Alvarado was arrested in his native Denver after police allegedly found a handgun in the glove compartment of his Hummer during a traffic stop. He was released from custody on a $3,500 bond.
Alvarado cannot legally possess a gun because he’s a convicted felon. He was also booked on a felony warrant in a neighboring county on the same allegation, illegal possession of a weapon. Alvarado posted a $41,500 bond and was released.
“I didn’t miss any training time. I went to jail for one day and I just made up for that day on that Sunday…I have grown so much from all of these learning experiences. I put them behind me. I don’t hold on to them,” said Alvarado.

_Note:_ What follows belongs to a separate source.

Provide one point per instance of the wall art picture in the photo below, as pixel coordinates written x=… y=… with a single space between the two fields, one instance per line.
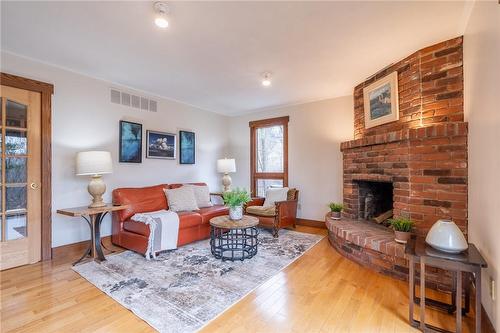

“I don’t bring them with me into the ring and it’s not a distraction. I have learned to be positive through it and be strong and it gives me more confidence to be a better person and a better fighter. On Saturday night, it is on us to reach deep inside and make the adjustments that we need to make to overcome in this kind of fight.”
There are some who believe Alvarado to be a shot fighter as a result of his previous fights, a notion he adamantly denies.
“I know that those fights didn’t have any wear and tear on me, being in wars like that. I learned a lot since I started in this boxing game. It has been a learning experience as far as my technique and generalship in the ring and everything that goes along with it. Everything that happened in the ring makes me learn more about myself,” said Alvarado.
“Every situation and every moment in that ring has been a learning experience and I have taken it all with me. I have grown over the past few years as a fighter and as a man inside and outside the ring. It is going to make me a better fighter in the ring. It is on me to make those adjustments and utilize them in that ring.”
A former lightweight titleholder, Alvarado is also a father of three.
“My oldest daughter will be going into the ring with me,” said Alvarado, “and my other daughters will be there as well. I have three girls and they are my No. 1 fans.”